Dr. Kuhn suspects that the other strains related to Andes virus are lurking in rodents and share this ability to spread among people. After the M.V. Hondius outbreak, he predicts, scientists in Argentina and Chile will “go into their freezers with all the samples and sequence the crap out of everything and figure out — what are all these things?”

As for Ebola, Dr. Kuhn expects more unpleasant surprises. He points to Orthoebolavirus taiense, also known as Taï Forest virus.

The first and last time anyone saw this species was in 1994, when it infected a scientist dissecting a dead chimpanzee. She developed Ebola symptoms but eventually recovered.
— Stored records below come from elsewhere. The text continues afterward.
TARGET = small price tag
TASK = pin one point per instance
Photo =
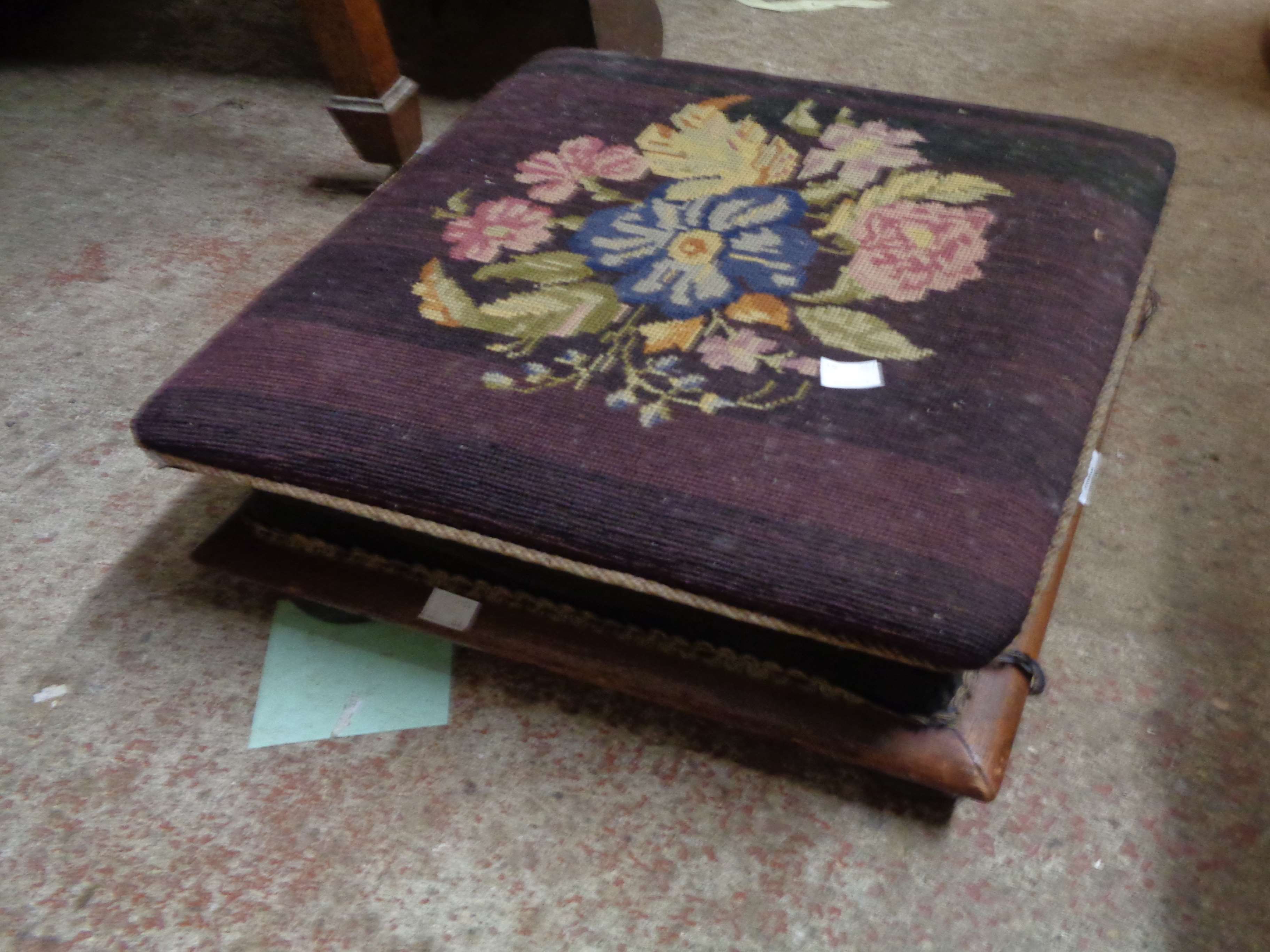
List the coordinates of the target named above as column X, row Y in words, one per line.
column 1089, row 478
column 450, row 611
column 850, row 375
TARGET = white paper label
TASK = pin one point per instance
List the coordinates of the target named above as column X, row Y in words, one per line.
column 1089, row 478
column 450, row 611
column 850, row 375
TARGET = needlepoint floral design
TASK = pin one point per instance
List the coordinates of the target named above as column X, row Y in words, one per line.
column 909, row 249
column 690, row 257
column 692, row 294
column 580, row 163
column 507, row 223
column 860, row 153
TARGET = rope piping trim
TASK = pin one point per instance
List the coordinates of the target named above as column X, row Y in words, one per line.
column 652, row 639
column 672, row 595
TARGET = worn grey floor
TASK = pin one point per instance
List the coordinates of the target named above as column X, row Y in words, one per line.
column 150, row 187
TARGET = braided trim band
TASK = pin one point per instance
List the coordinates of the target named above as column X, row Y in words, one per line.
column 651, row 639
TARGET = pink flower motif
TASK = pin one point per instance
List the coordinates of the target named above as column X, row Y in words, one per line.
column 811, row 366
column 556, row 176
column 907, row 249
column 863, row 153
column 739, row 352
column 505, row 223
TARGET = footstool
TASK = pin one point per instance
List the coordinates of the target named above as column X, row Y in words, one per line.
column 765, row 399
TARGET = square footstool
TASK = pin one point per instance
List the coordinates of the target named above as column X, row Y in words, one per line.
column 765, row 399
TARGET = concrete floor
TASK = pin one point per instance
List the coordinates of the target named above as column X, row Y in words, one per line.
column 150, row 187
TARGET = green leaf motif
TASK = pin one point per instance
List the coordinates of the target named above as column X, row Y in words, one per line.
column 601, row 193
column 562, row 311
column 845, row 291
column 957, row 188
column 802, row 121
column 547, row 268
column 862, row 333
column 458, row 202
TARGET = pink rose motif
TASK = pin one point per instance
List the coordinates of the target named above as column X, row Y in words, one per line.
column 739, row 352
column 863, row 153
column 907, row 249
column 556, row 176
column 505, row 223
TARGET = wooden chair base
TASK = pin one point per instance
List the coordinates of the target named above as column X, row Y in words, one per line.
column 385, row 130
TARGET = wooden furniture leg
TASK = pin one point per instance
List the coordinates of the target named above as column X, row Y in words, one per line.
column 628, row 26
column 375, row 106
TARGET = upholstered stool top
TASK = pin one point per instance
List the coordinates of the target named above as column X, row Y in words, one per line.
column 619, row 322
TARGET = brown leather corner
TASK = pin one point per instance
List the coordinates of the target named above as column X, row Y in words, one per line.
column 966, row 760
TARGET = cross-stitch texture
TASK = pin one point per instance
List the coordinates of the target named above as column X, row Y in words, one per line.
column 588, row 322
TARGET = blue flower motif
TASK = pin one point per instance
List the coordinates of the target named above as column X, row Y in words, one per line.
column 689, row 257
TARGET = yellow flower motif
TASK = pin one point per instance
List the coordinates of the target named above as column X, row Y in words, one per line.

“I’m sure it’s still out there, but nobody focuses on it because it caused only one case,” Dr. Kuhn said. “I think that’s a big mistake.”

Other Ebola-like species that have yet to be discovered and named may be lurking in African animals. The classification system that Dr. Kuhn has helped create will hopefully make it an easier process.

He doesn’t expect people to learn to rattle off Orthohantavirus andesense and other Latin names in casual conversation. But instead of referring to the cause of the outbreak in Africa as the Ebola virus, he suggests calling it Bundibugyo virus. (It’s pronounced boon-dee-boo-joh.)

“The moment you mix up Bundibugyo virus and Ebola virus, the impression will be, ‘Oh, we’ve got something for that,’” Dr. Kuhn said. “But we don’t.”